His mother loved his incessant babblings and listened to them with rapt attention. Four weeks later, nothing changed in the white room, but the kid with the blue eyes was supplanted by a boy with hazelnut eyes.


Perspective-IV

The lonely widow would often gaze at her doorway in anticipation that his son might return one day. His son was in the army, fighting in a foreign land, entwined in a conflict which was never his. Every day she would gaze continuously at the porch in anticipation that her son might return one day. And she had decided if her son was to return one day, she would never let him go. 

‘God could not be present everywhere at the same time; so he made mothers’. Truly, the relationship between and a mother and her child is the most sacred relationship on Earth.’


Iraq

A small contingent of soldiers was ambushed by a group of insurgents. They were outnumbered, but kept on fighting,

The widow’s son: We’re surrounded, we need support ASAP!
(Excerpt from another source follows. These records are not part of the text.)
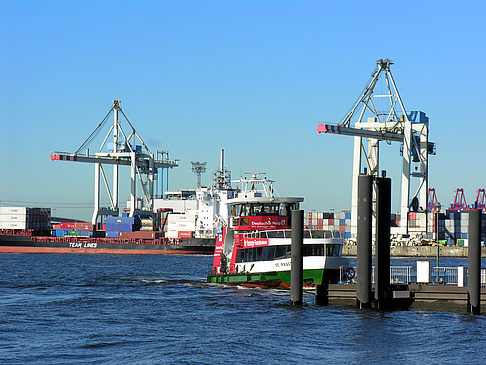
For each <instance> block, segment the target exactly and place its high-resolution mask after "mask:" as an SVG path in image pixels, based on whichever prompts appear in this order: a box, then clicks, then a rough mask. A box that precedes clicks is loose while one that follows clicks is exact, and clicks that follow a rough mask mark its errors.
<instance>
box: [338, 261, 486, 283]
mask: <svg viewBox="0 0 486 365" xmlns="http://www.w3.org/2000/svg"><path fill="white" fill-rule="evenodd" d="M353 269H354V272H355V273H357V268H356V266H355V267H353ZM460 269H461V270H464V281H463V283H460V282H459V267H445V266H439V267H431V268H430V275H429V278H430V280H429V283H430V284H440V285H457V286H467V267H464V268H463V267H461V268H460ZM340 278H341V282H342V283H355V282H356V277H353V278H352V279H348V278H347V277H346V274H345V268H340ZM371 281H372V283H374V282H375V267H374V266H373V267H372V270H371ZM416 282H417V269H416V268H415V267H413V266H390V283H391V284H410V283H416ZM461 284H462V285H461ZM481 287H483V288H486V269H481Z"/></svg>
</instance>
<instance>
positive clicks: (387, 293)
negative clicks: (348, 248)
mask: <svg viewBox="0 0 486 365" xmlns="http://www.w3.org/2000/svg"><path fill="white" fill-rule="evenodd" d="M375 181H376V242H375V307H376V309H384V308H385V307H386V306H387V303H386V301H387V299H388V291H389V289H390V215H391V179H389V178H385V177H379V178H376V179H375Z"/></svg>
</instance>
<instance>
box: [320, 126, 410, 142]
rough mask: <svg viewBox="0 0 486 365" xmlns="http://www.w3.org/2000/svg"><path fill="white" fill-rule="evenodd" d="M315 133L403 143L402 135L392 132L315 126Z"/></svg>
mask: <svg viewBox="0 0 486 365" xmlns="http://www.w3.org/2000/svg"><path fill="white" fill-rule="evenodd" d="M362 124H364V123H362ZM374 124H378V123H374ZM317 133H332V134H342V135H345V136H353V137H365V138H375V139H378V140H384V141H395V142H403V134H399V133H393V132H380V131H370V130H367V129H361V128H352V127H341V126H340V125H338V124H319V125H318V126H317Z"/></svg>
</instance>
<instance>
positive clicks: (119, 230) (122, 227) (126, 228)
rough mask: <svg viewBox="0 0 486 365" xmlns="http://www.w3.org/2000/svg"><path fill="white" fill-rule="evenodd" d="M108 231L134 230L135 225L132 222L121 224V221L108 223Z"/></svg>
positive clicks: (129, 230) (119, 231)
mask: <svg viewBox="0 0 486 365" xmlns="http://www.w3.org/2000/svg"><path fill="white" fill-rule="evenodd" d="M105 227H106V231H107V232H108V231H111V232H132V231H133V230H134V229H133V228H134V226H133V225H131V224H120V223H106V225H105Z"/></svg>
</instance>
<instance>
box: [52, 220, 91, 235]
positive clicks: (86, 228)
mask: <svg viewBox="0 0 486 365" xmlns="http://www.w3.org/2000/svg"><path fill="white" fill-rule="evenodd" d="M93 232H94V230H93V225H92V224H91V223H88V222H64V223H61V224H54V225H53V226H52V231H51V236H52V237H93V234H94V233H93Z"/></svg>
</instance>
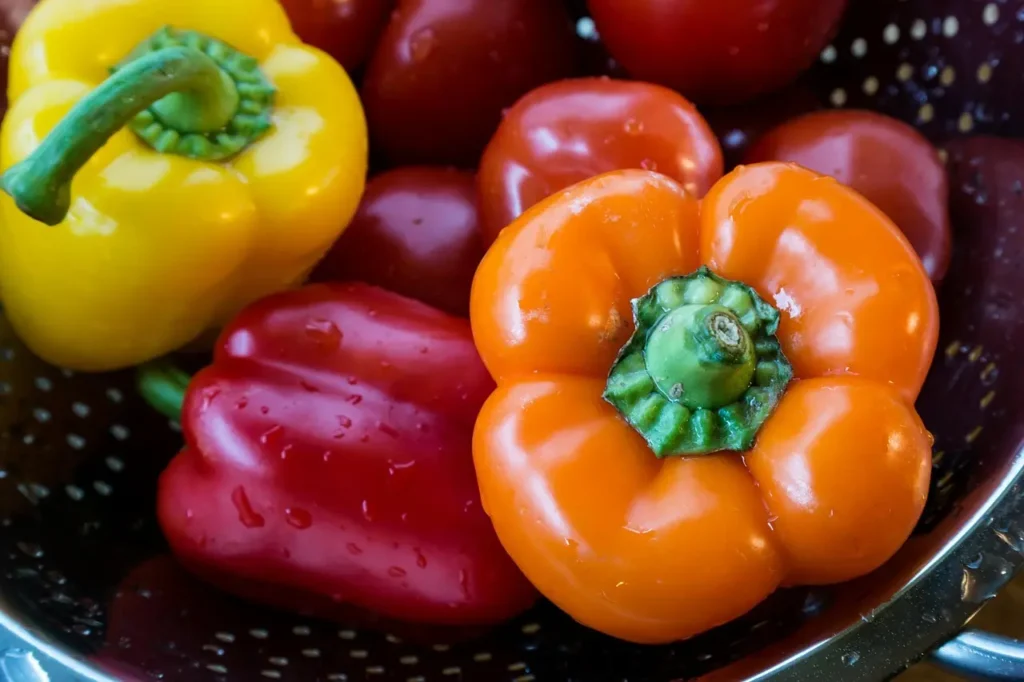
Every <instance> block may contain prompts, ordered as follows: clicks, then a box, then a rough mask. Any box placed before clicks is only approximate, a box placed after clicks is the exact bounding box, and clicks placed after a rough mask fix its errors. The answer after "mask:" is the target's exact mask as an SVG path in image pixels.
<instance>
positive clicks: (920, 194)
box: [745, 111, 950, 282]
The communications officer who has been just beside, picked up his Satcom enabled phone only to be shot in the head. The widow’s son froze momentarily unable to duck or evade the bullets whizzing by. There adjoining him lay his best friend, now dead. Overwhelmed by anger and desperation alike, he plunged, pointing his gun towards the enemy. His body was punctured with bullets.



The widow sensed something ominous, her heart had skipped a beat.

Ten years have passed since the day she received her son’s coffined body. Death was harsh; time harsher.